Another limitation of Jane Austen is the feminization of her novels. Men never appear except in the company of women. All the information about Darcy is proved through Elizabeth’s point of view. Hence, the reader looks at Darcy through Elizabeth’s eye.
Even in her limited world, Austen restricts herself to the depiction of a particular class of country gentry. She excludes the matters of lower class and hardly touches aristocracy. For instance she has discussed Lady Catherine only for the purpose of satire.
There is no terrible happening in her novels. Everything happens in a civilized manner. The extreme severity in “Pride and Prejudice” is elopement of Lydia with Wickham.
“Wickham may elope with Lydia.”
A famous critic, Charlotte Bronte believes that Austen has no concern with the morals and she is an author of the surface only:
“Her business is not half so much with the human heart as with the human eye, mouth, hands and feet.”
A. H. Wright remarks that there is very little religion in her novels. Politics is not mentioned too. There are no adventures found in her books, no abstract ideas and no discussion of spiritual or metaphysical issues.
The defence of Jane Austen’s limited range comes from the nature of her novels, the situation of her time and her physical surroundings.

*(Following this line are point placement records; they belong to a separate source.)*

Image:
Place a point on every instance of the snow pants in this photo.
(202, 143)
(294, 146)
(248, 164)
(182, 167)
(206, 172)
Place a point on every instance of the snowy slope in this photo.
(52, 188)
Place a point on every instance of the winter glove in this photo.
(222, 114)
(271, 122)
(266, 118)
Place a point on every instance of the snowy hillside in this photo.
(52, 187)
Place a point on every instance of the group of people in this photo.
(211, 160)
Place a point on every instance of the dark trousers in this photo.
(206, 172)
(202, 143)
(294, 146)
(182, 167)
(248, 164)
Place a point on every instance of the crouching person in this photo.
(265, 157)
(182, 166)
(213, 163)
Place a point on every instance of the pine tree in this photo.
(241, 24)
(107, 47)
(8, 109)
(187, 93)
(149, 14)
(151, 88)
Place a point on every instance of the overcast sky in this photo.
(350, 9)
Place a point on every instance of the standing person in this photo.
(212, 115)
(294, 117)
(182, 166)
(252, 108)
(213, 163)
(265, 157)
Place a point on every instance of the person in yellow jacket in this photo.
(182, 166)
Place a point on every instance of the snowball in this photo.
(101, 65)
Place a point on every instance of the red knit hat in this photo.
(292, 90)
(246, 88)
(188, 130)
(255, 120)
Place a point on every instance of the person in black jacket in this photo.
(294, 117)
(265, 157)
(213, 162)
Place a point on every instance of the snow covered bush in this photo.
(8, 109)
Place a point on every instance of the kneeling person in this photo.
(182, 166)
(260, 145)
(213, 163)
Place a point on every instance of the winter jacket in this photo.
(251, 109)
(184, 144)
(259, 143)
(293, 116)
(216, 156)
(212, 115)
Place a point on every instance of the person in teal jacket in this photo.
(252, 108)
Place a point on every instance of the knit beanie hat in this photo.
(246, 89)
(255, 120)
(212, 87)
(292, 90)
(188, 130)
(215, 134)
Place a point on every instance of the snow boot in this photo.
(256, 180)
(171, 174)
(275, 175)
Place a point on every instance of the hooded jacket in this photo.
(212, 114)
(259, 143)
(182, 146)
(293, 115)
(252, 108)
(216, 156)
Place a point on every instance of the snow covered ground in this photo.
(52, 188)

Austen’s novels are termed as “domestic novels”. She belongs to the era when neither the girls were allowed to be admitted to universities nor to be intermingled freely with men. So it is natural that her range is limited.
Austen was a daughter of a country clergyman. She has very less exposure to the world except her short visits to London and a few years study at Bath. Hence the world she experienced was very small. In a letter to her niece, Austen wrote:
“There are four families in a country village is the very thing to work on.”

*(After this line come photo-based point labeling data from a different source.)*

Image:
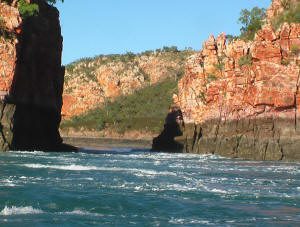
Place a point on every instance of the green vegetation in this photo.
(28, 9)
(144, 110)
(245, 60)
(290, 15)
(230, 38)
(252, 21)
(86, 67)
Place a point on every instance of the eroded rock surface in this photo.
(242, 99)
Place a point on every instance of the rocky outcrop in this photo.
(242, 99)
(32, 78)
(92, 83)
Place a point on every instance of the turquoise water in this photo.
(124, 187)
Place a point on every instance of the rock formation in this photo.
(92, 83)
(241, 99)
(31, 82)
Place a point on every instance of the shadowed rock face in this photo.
(31, 110)
(173, 128)
(242, 99)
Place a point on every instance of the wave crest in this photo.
(7, 211)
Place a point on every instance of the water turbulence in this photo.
(144, 188)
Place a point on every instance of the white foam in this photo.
(81, 213)
(139, 172)
(7, 211)
(61, 167)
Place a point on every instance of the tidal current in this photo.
(134, 187)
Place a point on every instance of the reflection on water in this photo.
(129, 185)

Though Austen’s limitations are very self imposed yet within her deliberately restricted field, her art is perfect. Realization of one’s limitations is a positive virtue. The restricted social setting and purely interests, lend a sense of discipline to her art.
“Within the limits she is superb.”
She gains in depth, what she loses in broadness of canvas. Her characters stem from a class which she knows well and hence they are very realistic and life-like. Elizabeth Bennet is one of the most delightful heroines one could come across in literature. Wordsworth remarks:
“Her novels are an admirable copy of life.”

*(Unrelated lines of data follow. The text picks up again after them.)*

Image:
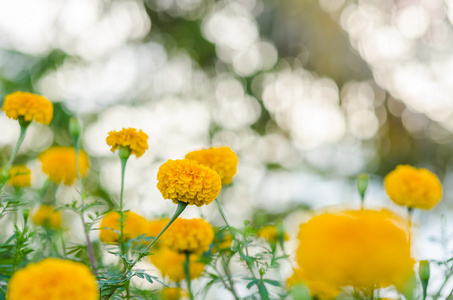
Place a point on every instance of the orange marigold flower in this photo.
(414, 188)
(189, 235)
(53, 278)
(58, 163)
(363, 248)
(29, 106)
(170, 263)
(133, 226)
(221, 159)
(136, 141)
(20, 176)
(47, 216)
(187, 181)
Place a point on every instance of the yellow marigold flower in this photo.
(55, 279)
(170, 263)
(29, 106)
(319, 290)
(189, 235)
(133, 226)
(20, 176)
(47, 216)
(270, 234)
(414, 188)
(363, 248)
(136, 141)
(221, 159)
(187, 181)
(59, 164)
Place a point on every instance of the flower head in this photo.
(189, 236)
(47, 216)
(170, 263)
(363, 248)
(20, 176)
(53, 278)
(133, 226)
(59, 164)
(187, 181)
(29, 106)
(221, 159)
(136, 141)
(411, 187)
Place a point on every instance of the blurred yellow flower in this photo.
(363, 248)
(319, 290)
(136, 141)
(189, 235)
(29, 106)
(221, 159)
(414, 188)
(187, 181)
(170, 263)
(55, 279)
(270, 234)
(20, 176)
(58, 163)
(47, 216)
(133, 226)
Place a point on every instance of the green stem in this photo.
(187, 271)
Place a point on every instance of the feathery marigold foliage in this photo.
(53, 278)
(136, 141)
(20, 176)
(221, 159)
(363, 248)
(29, 106)
(170, 263)
(187, 181)
(189, 236)
(48, 217)
(414, 188)
(133, 226)
(59, 164)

It would be wrong to say that her novels lack passion and profundity. Her themes are love, courtship and marriage and it is impossible to keep the feelings out from such a novel. Besides love, there are also significant emotions, like jealousy of Bingley’s, cunningness of Wickham, snobbery of Lady Catherine – all are depicted by Austen with perfect sincerity and conviction.
She also holds a definite moral concern in her novels. She laughs at the shortcomings of people to correct their behaviours. Beneath the theme of love and marriage, she deals with manners to correct the conduct of the middle class country gentry. She preaches the dictum of “know thyself”. Hence she aims at high morality. She also depicts the merits and strength of a marriage based on understanding through the wedding of Elizabeth and Darcy. The nature of her craft is defined by Austen herself as:
“With bit of irony on which I work with so fine brush to produce little effect after much labour.”
Within her theme and subject matter, Jane Austen is unparalleled in her skill and plot construction. The sub-plots of Jane-Bingley, Lydia-Wickham, Charlotte-Collins all are closely linked to the main Elizabeth-Darcy plot and highlight the theme of good marriage. Even in her limits, no two of her characters are repeated. G. H. Lewis remarks:
“Her circle may be restricted but it is complete. Her world is perfect orb and vital sphere.”
Thus it may be concluded that within her limited range Austen handles all the characters, events, dialogues and the plot of her novels in a very exquisite manner. Her art is fine, perfect and distinguishable. No doubt she is a fine flower of the expiring 18th century.
Last edited by Last Island; Thursday, May 10, 2007 at 09:55 PM.
its perfect notes on limited range and it will give me great help in my study of novel. thanx.